Sunday, February 3, 2008

What Do We Hope For? (Hope part 1)

We don't need to look to the Bible to hear stories of people who tell us what we want to hear triumphing over people who tell us what we need to hear. Politicians, if we are really honest with ourselves, have won our support by telling us they are cutting taxes or bringing in jobs when we know they are lying. Economists tell us that we can have our cake and eat it too, when simple reality dictates the irrationality of their claim. Even artists will invite us to indulge in this nonsense. Our syrupy love songs about people "not treatin' us right" or books that posit some self-love garbage wrapped in pretty words, stroke our ego. Isaiah and the Psalmists talk about people listening to those with "smooth words" rather than the real God or at least common sense.

But, more importantly, what happens when the "smooth words reality" fades away into the mist? We are left even more hopeless than before. We struggle in this wasteland like drowning souls in the ocean or thirsty people in the desert. Alone, or so we think, we begin questioning everything that has led us down this path. There are many paths we think of taking. Some become angry at the system or people that "led" them down a certain path.

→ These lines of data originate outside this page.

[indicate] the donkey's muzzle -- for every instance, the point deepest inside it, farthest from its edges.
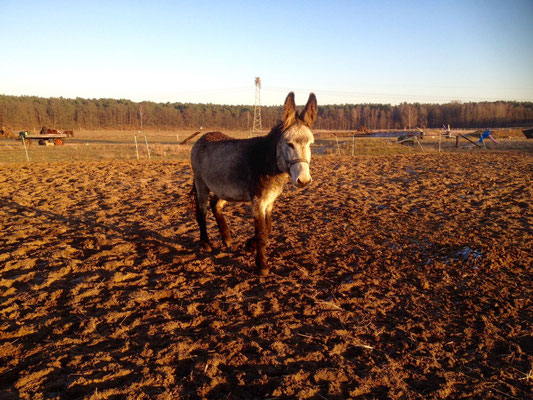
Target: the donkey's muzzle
(299, 172)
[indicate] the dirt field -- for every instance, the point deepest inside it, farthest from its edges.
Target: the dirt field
(394, 277)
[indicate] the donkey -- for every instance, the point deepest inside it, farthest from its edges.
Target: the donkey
(252, 170)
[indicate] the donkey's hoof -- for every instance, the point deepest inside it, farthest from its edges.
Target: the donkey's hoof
(251, 245)
(206, 246)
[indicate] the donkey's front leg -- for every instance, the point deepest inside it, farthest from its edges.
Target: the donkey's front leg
(261, 239)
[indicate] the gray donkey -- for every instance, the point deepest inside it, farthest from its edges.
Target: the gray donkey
(253, 170)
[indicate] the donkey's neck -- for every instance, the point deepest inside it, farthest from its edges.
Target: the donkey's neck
(268, 152)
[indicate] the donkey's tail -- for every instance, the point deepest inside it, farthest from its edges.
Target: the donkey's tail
(193, 198)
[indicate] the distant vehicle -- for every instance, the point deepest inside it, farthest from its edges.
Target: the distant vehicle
(47, 136)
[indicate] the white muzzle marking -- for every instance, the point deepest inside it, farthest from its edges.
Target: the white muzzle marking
(299, 172)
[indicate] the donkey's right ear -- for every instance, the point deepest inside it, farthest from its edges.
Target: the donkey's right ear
(289, 110)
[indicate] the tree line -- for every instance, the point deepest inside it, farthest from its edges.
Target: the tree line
(30, 112)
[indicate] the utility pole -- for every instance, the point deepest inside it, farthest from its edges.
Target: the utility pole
(257, 125)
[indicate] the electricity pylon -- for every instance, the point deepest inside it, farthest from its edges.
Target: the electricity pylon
(257, 125)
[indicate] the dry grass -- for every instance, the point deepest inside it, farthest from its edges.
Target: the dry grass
(164, 145)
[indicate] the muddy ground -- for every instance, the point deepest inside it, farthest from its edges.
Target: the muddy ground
(393, 277)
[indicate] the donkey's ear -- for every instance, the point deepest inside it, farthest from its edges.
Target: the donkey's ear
(289, 110)
(309, 113)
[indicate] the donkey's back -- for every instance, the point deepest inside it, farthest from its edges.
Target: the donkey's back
(220, 165)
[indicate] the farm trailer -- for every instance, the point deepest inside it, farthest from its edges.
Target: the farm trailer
(48, 139)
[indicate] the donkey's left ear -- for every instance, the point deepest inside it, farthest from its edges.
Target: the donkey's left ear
(308, 115)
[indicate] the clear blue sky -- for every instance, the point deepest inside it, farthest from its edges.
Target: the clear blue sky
(210, 51)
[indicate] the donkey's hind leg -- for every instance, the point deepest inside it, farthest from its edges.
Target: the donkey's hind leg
(201, 197)
(217, 205)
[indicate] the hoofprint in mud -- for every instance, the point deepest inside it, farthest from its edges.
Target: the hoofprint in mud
(252, 170)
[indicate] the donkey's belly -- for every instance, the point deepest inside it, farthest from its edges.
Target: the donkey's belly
(228, 191)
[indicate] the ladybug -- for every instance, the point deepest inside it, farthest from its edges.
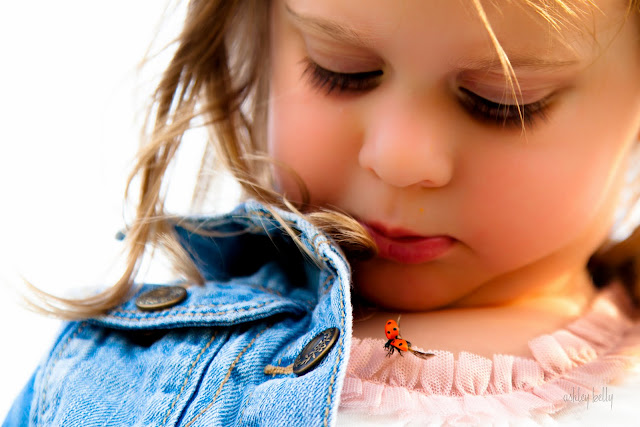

Other folks "get religion,"* which is another form of trying to break the system or people that "led" them down a path. Then, there is a third choice; a tougher one than the previous two.

The first two choices are easy for us to pick. The require little of us, only our passions. They give us both the light of our pride for being on the winning side and the ability to jettison the belief when it becomes too much or we just get bored. In addition to this we are never responsible for when bad stuff happens. There is always an easy scapegoat: the unenlightened, the evil-doers, and sometimes even God himself. We are given a purpose (though one that gives us no real pleasure) and the pride for doing what is right.

In listening to Arcade Fire's latest album, Neon Bible, I understand their anger and frustration with the banality and ubiquity of modern culture. I understand the desire to scream at the world, but we must understand that it does little good to do this if all we have is contempt and hatred for the world's lower nature. This brings us to the third choice, and the most difficult one.

Hope. Presidential candidate Barack Obama has wrapped himself in the mantle of hope. He has been amazing at his eloquence of this subject. Indeed, he is to be commended for doing three things: first trying to instill the notion of "hope" in all those who back him and the country at large, secondly, he has worked hard to get people to believe that "hope" is an agent that can change things for the better, and lastly, he has been able to assist people in transcending the pettiness of everyday "politics."

However there are some main problems with Mr. Obama's strategy. From a purely political way of looking at things, he is obviously okay. But, we can never be interested in just the purely political. His discussion about how we must hope has not, and indeed cannot, eat down into the core of many people my age. Instead of hoping for a better future, they seem more interested in fighting the powers that be. Assuming the powers of today are vanquished, what are these people going to do when the new problems face them? Secondly, Mr. Obama's hope is based on a world view that we can save the world. But, like the person saved by the protagonist at the beginning of the Incredibles, what do we do if the world doesn't want saving? Human beings cannot save the world, we can only affect it.

Let me make it perfectly clear, Mr. Obama is a very good candidate. He has character; one of the only true indispensable characteristics of a great leader. Yet, Mr. Obama's message is one product of a people fed up with the base hedonism of its age. This leads to an important question. If our main problem in society is base hedonism and lackluster lifestyles, what can one candidate really do? He can really only plug up the dams. What can one citizen movement really do? They can only put Band-aids on the problems.

No, our society suffers much deeper problems than just pork-barrel spending and taxation irregularities. We have larger problems than corporate welfare or welfare queens. We cannot fix these issues until we ourselves are fixed. And we know we cannot do that. Wilson tried to end all wars. Johnson declared war on poverty. Both presidents, hopeful in the remedies, failed miserably.

Hope therefore is rooted somewhere deeper in humanity than in our policies. Hope is rooted in our faith. Hope is made of tougher stuff than what we want or what we think we ought to do. Hope declares that we must dig deep within ourselves and ask not what we hope for, but what needs to be done. Sometimes hope means that we have to abandon what we want or what we believe will be easiest for us. I do not see a politician, even someone as gifted as Mr. Obama, being able to deliver us hope. He may wake us up to our need for hope (an obviously important and praiseworthy task) and he may give us things to hope for; but he cannot give us hope. That will come from somewhere else. The question is do we want it? Do we want real earth-shattering hope...or do we want smooth words? It is a question we human beings must ask ourselves every day.


* I should note that when I say, "get religion" I am referring to the curious way that people trust the laws of God that so appeal to them; not the real earth-shattering, mind-blowing thing. Real faith is a force of nature.